When tens of thousands of people gathered at California’s Monterey County Fairgrounds in the summer of 1967 — 50 years ago next month — even though TIME dismissed the audience as “members of the turned-on generation” in funny clothes, it was clear that the music was worth serious consideration.
“Onstage in the 7,000-seat arena, an English group called The Who set off smoke bombs, smashed a guitar and kicked over their drums,” the magazine reported. “American Singer Jimi Hendrix topped that by plucking his guitar strings with his teeth, and for an encore set the entire instrument on fire.”

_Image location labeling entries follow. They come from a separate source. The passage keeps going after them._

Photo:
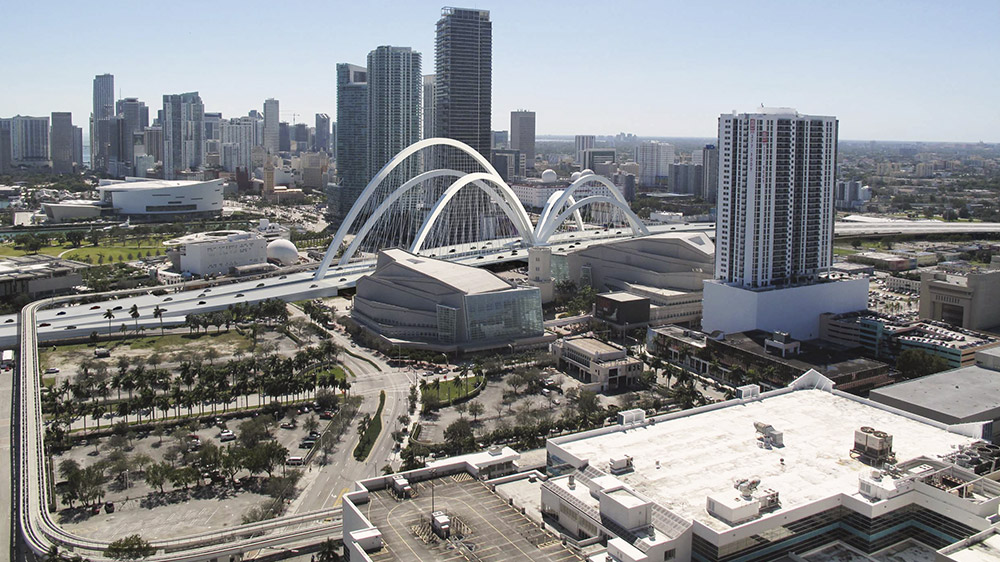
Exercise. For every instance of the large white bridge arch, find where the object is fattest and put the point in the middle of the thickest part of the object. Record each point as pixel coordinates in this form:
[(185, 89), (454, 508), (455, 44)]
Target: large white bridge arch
[(488, 181)]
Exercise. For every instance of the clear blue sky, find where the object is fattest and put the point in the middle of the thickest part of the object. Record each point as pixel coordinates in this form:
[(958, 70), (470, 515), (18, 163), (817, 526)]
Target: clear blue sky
[(889, 70)]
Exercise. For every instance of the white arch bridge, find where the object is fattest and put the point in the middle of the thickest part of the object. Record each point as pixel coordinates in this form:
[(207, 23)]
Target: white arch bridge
[(445, 212)]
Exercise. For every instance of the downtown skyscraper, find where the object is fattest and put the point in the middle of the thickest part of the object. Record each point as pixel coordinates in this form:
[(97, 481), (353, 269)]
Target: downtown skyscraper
[(463, 60), (62, 139), (183, 133), (394, 91), (776, 182), (522, 135), (101, 132), (352, 139), (272, 132)]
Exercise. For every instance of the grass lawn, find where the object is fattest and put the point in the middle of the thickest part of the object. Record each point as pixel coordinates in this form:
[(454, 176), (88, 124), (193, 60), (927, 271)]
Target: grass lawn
[(452, 389), (153, 342), (337, 371), (111, 251)]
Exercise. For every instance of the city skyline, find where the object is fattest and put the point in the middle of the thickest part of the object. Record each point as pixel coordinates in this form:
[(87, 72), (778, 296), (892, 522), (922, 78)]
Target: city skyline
[(868, 60)]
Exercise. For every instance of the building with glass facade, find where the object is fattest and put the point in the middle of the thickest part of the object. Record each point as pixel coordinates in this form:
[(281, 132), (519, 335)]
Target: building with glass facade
[(435, 304)]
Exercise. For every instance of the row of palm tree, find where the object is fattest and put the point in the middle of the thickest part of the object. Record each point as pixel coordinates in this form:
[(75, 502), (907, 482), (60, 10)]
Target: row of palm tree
[(140, 386)]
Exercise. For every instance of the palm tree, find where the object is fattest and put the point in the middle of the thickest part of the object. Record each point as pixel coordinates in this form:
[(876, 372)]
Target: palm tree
[(110, 315), (158, 313), (134, 313)]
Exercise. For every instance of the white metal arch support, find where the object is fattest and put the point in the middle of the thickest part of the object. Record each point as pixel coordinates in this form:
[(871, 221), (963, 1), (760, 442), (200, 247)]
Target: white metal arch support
[(547, 210), (369, 189), (637, 226), (382, 208), (506, 198), (563, 199)]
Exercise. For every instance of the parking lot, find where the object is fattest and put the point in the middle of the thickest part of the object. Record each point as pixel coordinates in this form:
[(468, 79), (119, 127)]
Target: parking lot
[(484, 526)]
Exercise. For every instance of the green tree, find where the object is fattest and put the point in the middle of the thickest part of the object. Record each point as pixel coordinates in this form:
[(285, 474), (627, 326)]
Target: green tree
[(132, 547), (110, 315), (459, 436), (476, 409), (328, 552), (157, 474), (916, 363)]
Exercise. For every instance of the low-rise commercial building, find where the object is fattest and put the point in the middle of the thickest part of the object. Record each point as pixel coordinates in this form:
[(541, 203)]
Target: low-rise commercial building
[(217, 252), (770, 475), (38, 276), (971, 301), (796, 309), (424, 302), (966, 395), (599, 365), (885, 337)]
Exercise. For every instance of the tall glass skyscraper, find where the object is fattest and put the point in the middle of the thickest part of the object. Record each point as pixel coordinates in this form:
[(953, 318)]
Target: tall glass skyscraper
[(183, 133), (352, 138), (775, 223), (394, 88), (464, 62)]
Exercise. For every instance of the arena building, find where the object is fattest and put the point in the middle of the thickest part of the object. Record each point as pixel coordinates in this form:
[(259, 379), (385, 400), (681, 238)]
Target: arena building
[(142, 199), (435, 304)]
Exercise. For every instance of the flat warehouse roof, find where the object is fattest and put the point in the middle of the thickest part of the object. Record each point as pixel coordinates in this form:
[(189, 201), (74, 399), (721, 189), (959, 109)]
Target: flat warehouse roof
[(955, 396), (679, 462)]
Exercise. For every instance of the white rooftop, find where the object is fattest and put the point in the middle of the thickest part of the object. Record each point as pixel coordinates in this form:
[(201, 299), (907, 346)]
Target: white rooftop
[(150, 184), (464, 278), (705, 453), (987, 550)]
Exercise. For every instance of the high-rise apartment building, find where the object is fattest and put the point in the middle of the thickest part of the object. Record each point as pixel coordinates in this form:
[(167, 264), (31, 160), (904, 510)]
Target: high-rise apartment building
[(6, 151), (710, 173), (78, 146), (103, 108), (321, 136), (463, 62), (271, 127), (29, 141), (352, 138), (429, 86), (522, 135), (104, 96), (284, 137), (774, 230), (583, 142), (654, 159), (775, 223), (183, 133), (237, 137), (61, 139), (300, 138), (135, 117), (394, 90)]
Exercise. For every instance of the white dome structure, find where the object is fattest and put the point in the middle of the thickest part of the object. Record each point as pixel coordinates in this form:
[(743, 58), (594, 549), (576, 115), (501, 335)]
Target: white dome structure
[(283, 252)]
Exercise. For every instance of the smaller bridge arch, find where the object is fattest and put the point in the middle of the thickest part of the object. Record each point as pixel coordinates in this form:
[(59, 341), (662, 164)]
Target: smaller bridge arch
[(505, 198), (638, 227)]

One of the thousands of people present that day was photographer Ed Caraeff, whose photograph of that moment has been called one of the most famous rock photos in music history. It’s one of the dozens of images of Hendrix featured in the new book Burning Desire: The Jimi Hendrix Experience Through the Lens of Ed Caraeff. As Caraeff notes in the introduction, he might not have taken the picture at all had it not been for a lucky bit of advice from a stranger. Caraeff had gotten himself on the press list for the Monterey Pop Festival on the strength of photos he’d made starting as a teenager taking photos of bands that would come through Los Angeles and showing the results to the artists, but he didn’t really know anything about Hendrix. Few people there did. A German photographer, however, tipped him off: “save some film for his Jimi Hendrix cat.”
After delivering the results to Hendrix’s hotel, he was invited to come along and photograph the artist at other gigs. Caraeff ended up working as a photographer for 20 years before moving to New York City and becoming a chef.